Blood flow tuning can be accurately assessed with OT in vivo
A proper calibration of the OT allows envisioning fine flow mapping in the ZF embryo. In order to demonstrate the power of such a method, we tuned the pacemaker activity using a previously described pharmacological treatment and measured its impact on flow profiles and applied forces. Lidocaine, a sodium channel blocker, has been shown to reduce significantly the pacemaker activity of 2dpf ZF embryos (Cummins, 2007; Vermot et al., 2009). Using high-speed imaging of heart beatings, we observed that Lidocaine reduced the pacemaker activity by 30-35% (data not shown, Follain et al., submitted, personal communication). Optical tweezing of single RBCs was performed at two different positions in the caudal region of the dorsal aorta of control and lidocainetreated embryos (Fig.4A-B). Prior to optical tweezing, flow profiles at each respective position were probed using high-speed imaging (200 fps) followed by PIV analysis. Flow mapping indicates the significant decrease in flow velocities imposed by lidocaine and the underlying reduction in pacemaker activity. Both flow pulsatility as well as velocity amplitude are reduced at both positions (Fig4.C-D). We then trapped single RBCs at the two positions and tracked the cellular movement within the trap over time (Fig.4E-F). Kymographic analysis revealed RBCs oscillations within the trap, which can be plotted over time (Fig4G-H). The profiles that are obtained perfectly mirror the velocity profiles from the PIV analysis, with a marked decrease in both pulse frequency and flow amplitude. Nevertheless, as shown previously, the trap stiffness controls the amplitude of movement of RBCs within the trap. We thus adjusted the laser power such that RBCs would be hold in the trap without escaping in the control experiments. We thus increased the laser power in the control condition compared to the lidocaine condition. We then extracted the trap stiffness from the power spectra adjusted using our previously described numerical model and plotted the force tracks that are associated to cellular displacements (Fig.4I-J). Such an analysis allows to accurately measure flow forces and, in that case, to probe the impact of a reduction in pacemaker activity on hemodynamic forces at high accuracy.

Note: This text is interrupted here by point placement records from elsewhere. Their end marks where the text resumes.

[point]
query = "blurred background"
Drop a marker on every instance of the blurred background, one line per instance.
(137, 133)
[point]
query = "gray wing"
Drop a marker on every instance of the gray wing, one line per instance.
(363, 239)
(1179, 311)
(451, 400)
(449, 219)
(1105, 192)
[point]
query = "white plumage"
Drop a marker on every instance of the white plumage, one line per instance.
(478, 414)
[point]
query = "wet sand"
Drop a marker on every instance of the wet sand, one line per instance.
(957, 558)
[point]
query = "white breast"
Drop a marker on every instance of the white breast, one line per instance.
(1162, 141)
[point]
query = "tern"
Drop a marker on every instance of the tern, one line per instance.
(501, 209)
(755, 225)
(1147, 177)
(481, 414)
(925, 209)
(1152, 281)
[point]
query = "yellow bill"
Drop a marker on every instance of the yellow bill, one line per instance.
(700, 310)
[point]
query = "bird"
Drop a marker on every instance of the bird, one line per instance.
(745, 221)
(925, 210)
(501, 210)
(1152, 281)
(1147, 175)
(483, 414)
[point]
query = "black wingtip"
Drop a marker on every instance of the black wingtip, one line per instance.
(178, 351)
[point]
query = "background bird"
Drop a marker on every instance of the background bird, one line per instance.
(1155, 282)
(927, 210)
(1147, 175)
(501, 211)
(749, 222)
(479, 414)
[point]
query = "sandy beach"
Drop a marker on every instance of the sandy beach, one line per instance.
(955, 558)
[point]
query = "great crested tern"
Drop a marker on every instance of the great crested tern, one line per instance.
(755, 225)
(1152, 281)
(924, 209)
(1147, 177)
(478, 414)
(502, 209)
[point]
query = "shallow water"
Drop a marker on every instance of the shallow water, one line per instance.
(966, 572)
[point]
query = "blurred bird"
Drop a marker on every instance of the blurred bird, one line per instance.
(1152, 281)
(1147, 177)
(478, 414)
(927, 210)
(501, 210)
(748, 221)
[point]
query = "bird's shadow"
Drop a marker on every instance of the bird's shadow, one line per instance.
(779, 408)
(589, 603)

In conclusion, we have described here a fast and easy method to probe and measure, hemodynamic forces in vivo. By combining flow profile dissection, power spectrum acquisition and numerical analysis of the experimental data, we could extract the stiffness of the optical trap that is essential for correlating the trapping effect to the imposed force. The power of this method and analysis is that the numerical simulation provides a fast and reliable mean to assess trap stiffness, and the underlying forces. One important aspect of our work is that inertia had to be identified. As described previously (Zhong et al., 2013) and detailed in the supplementary methods (Supplementary information), one can neglect inertia. Indeed, the temporal resolution of imaging of the blood flow is limited and leads to two major forces: the restoring force exerted by the optical trap to the trapped object (i.e a RBC) and the dragging force from the blood flow. Without running numerical solutions, two signals with frequency domains sufficiently separated could be solved in the Fourier domain as a sum of the two contributions as it was shown by Seth et al. (Seth Roberts et al., 2007). In their work they imposed oscillations at frequency far from the cut off frequency to the trapped bead with an electrical field. From the collected oscillation, they plotted the power spectrum presenting a defined peak at the oscillation frequency. The amplitude of this peak due to its distance from the cut off frequency was directly proportional to the number of charges created.
Our method suffers from two limitations. First, we consider RBCs as spherical objects from which the corresponding dragging force is derived. This consideration does not take into account the RBC deformations. Second, we do not precisely measure the distance separating RBCs from the vessel wall and thus consider a constant viscosity instead of considering Faxen’s law (Jun et al., 2014). We therefore introduce underestimations in the resulting calibration. These underestimations represent an error on the force of about 20% close to the endothelial wall.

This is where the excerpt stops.